What’s the Difference Between a Hockey Referee and a Linesman?

Ref and hockey puck

The on-ice officials who oversee a hockey game are divided into two groups—referees and linesmen. Both wear the standard black helmet, striped shirt, and black pants, but referees add an orange or red armband to denote their status.

Depending on how many officials are on the ice—which differs among the various levels of hockey—the roles of the referee and linesman change somewhat, but in general the referee is responsible for enforcing the rules of the game and calling penalties, while the linesman is in charge of line violations, such as offside and icing. There are several officiating systems:

Hockey Levels With Four-Official Systems

In the NHL and NCAA men’s hockey, each game features two referees and two linesmen. The referees call all penalties, although a linesman can advise a referee about an infraction—especially “too many men on the ice” or a major penalty—leading to the referee assessing a penalty. The referees are the only officials who talk to the scorers and coaches, and only referees can stop and start play. They also conduct the opening face-off for each period, as well as the center-ice face-offs after goals are scored.

As the name implies, the linesmen are focused on infractions involving the red line and blue lines. They are also responsible for breaking up fights or other kinds of on-ice dustups. Linesmen also drop the puck for all face-offs that don’t take place at center ice.

In this system, each referee and linesman takes responsibility for one end of the ice. When the puck is in the offensive zone, one referee positions himself on the goal line, while the other stays outside the blue line, diagonally across the ice. Thus, if the referee on the goal line skates to the other side of the goal—to stay out of the action or get a better view—the other referee changes sides of the ice, as well, to maintain the diagonal orientation. When the puck goes to the opposite end of the ice, the officials swap positions.

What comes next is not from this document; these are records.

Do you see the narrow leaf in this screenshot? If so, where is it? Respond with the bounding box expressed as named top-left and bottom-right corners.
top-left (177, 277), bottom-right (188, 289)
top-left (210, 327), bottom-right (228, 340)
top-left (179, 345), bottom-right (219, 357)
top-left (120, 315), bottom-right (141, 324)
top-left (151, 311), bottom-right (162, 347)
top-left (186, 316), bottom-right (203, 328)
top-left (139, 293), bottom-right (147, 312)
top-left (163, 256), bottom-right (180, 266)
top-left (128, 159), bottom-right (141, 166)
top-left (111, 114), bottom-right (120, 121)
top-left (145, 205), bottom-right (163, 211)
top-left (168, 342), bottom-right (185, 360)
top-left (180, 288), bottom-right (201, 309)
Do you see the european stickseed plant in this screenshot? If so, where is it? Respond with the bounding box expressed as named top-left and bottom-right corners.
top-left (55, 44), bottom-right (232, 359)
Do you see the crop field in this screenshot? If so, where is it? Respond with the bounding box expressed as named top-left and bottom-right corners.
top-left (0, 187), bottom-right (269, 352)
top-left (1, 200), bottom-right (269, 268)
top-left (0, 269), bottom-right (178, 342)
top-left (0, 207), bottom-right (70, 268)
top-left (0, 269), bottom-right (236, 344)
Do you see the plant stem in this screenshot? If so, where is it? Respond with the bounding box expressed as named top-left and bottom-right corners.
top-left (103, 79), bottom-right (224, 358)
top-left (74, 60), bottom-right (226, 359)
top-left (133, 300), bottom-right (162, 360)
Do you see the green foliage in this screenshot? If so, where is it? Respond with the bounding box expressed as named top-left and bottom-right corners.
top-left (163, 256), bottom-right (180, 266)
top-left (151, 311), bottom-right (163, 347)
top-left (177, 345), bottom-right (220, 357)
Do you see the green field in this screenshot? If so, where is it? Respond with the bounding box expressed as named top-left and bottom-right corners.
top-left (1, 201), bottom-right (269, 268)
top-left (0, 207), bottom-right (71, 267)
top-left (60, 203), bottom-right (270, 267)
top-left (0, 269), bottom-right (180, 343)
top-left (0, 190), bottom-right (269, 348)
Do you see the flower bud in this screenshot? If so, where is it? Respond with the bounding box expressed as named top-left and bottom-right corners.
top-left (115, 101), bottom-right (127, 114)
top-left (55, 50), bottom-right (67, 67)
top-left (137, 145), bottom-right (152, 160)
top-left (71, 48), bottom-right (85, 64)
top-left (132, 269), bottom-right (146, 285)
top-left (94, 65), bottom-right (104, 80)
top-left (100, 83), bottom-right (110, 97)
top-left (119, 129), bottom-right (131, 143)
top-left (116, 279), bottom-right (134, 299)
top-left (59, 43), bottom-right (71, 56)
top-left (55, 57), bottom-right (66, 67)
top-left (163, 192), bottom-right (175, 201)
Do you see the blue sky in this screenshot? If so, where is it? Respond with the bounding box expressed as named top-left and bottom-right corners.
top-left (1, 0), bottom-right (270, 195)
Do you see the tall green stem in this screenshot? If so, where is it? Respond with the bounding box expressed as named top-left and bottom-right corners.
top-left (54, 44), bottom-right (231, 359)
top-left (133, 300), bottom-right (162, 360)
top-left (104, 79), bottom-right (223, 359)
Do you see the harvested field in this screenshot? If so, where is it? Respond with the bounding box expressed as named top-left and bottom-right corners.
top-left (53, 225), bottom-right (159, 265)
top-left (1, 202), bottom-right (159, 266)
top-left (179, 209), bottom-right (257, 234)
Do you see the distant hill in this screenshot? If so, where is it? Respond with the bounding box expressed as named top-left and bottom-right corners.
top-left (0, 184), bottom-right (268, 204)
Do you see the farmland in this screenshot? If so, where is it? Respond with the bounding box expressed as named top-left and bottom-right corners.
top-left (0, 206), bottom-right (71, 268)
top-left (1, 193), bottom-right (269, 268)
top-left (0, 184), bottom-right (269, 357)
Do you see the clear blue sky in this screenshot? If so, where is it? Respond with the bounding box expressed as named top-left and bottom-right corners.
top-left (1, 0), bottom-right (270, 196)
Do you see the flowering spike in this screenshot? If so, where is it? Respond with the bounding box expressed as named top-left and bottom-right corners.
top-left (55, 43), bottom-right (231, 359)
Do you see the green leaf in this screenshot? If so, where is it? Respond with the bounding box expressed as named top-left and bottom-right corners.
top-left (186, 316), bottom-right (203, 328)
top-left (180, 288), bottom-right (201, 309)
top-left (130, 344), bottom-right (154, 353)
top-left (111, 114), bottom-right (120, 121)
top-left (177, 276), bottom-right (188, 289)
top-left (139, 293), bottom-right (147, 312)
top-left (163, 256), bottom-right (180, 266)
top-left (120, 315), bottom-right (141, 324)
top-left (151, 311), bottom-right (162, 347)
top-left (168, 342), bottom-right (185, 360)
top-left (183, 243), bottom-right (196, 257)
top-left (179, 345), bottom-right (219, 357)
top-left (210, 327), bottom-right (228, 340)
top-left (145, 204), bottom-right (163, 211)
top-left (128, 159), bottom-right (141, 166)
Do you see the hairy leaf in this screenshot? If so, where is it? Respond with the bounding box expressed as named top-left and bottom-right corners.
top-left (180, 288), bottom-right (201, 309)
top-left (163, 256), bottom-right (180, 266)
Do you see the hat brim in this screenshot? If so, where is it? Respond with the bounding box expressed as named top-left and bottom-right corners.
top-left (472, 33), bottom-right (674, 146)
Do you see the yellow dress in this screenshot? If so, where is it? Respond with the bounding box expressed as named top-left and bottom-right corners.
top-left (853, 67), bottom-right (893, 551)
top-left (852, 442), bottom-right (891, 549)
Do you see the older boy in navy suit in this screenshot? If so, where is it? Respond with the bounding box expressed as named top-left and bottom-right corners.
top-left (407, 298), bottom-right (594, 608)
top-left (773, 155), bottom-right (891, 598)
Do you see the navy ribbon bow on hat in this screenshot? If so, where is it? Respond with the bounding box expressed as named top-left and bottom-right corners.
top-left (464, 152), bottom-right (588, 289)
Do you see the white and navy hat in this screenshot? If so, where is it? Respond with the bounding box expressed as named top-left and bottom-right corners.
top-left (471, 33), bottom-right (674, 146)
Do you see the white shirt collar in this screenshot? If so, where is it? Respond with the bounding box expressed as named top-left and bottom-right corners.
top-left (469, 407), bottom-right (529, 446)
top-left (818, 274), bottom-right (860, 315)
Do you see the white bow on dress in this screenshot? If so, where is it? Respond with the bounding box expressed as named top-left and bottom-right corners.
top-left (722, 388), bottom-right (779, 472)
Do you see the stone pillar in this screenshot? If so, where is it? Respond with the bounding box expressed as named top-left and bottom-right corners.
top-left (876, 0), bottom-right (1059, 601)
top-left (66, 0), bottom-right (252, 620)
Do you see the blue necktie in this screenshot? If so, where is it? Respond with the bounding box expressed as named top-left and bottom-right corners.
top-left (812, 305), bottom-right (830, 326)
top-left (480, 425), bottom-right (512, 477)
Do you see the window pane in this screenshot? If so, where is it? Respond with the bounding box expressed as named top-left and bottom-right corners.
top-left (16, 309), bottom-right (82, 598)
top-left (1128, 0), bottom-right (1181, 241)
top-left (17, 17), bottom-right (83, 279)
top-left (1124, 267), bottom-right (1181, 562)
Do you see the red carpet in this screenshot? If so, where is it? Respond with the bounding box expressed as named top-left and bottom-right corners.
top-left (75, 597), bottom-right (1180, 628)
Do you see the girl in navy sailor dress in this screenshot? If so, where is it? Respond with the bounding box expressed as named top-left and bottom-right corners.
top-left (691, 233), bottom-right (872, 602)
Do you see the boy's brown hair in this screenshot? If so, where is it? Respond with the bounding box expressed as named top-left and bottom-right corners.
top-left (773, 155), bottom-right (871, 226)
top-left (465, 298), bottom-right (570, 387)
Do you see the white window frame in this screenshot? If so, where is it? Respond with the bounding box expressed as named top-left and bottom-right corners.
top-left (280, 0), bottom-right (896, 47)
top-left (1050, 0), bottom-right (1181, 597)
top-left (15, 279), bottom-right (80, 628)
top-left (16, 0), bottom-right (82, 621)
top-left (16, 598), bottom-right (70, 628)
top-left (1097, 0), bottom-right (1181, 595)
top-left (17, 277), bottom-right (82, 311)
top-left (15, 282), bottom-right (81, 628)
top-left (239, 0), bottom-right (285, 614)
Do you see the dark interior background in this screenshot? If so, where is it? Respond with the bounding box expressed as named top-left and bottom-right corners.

Hockey Levels With Three-Official Systems

In professional levels below the AHL, in NCAA women’s hockey, and in many amateur leagues, a three-official system is often used. In this case, the roles of referee and linesman are the same as above, but the single referee must cover the ice from goal line to goal line. When there is a fast break in which the referee is caught well behind the play, a linesman may cover for the referee by skating to the goal line. Once the referee arrives, the linesman returns to his position.

Hockey Levels With Two-Official Systems

In a two-official system, used in most youth and school hockey leagues, each official takes on the responsibilities of both referee and linesman. Again, they maintain the diagonal orientation, and each official is responsible for skating to the goal line at one end of the ice, while the other mans the blue line.

The next time you watch a hockey game, pay attention to how the officials work the ice; you’ll be impressed by how they manage to keep track of the action without interfering. By proper positioning and relying on each other to see the whole ice, good hockey officials make a game run smoothly and fairly.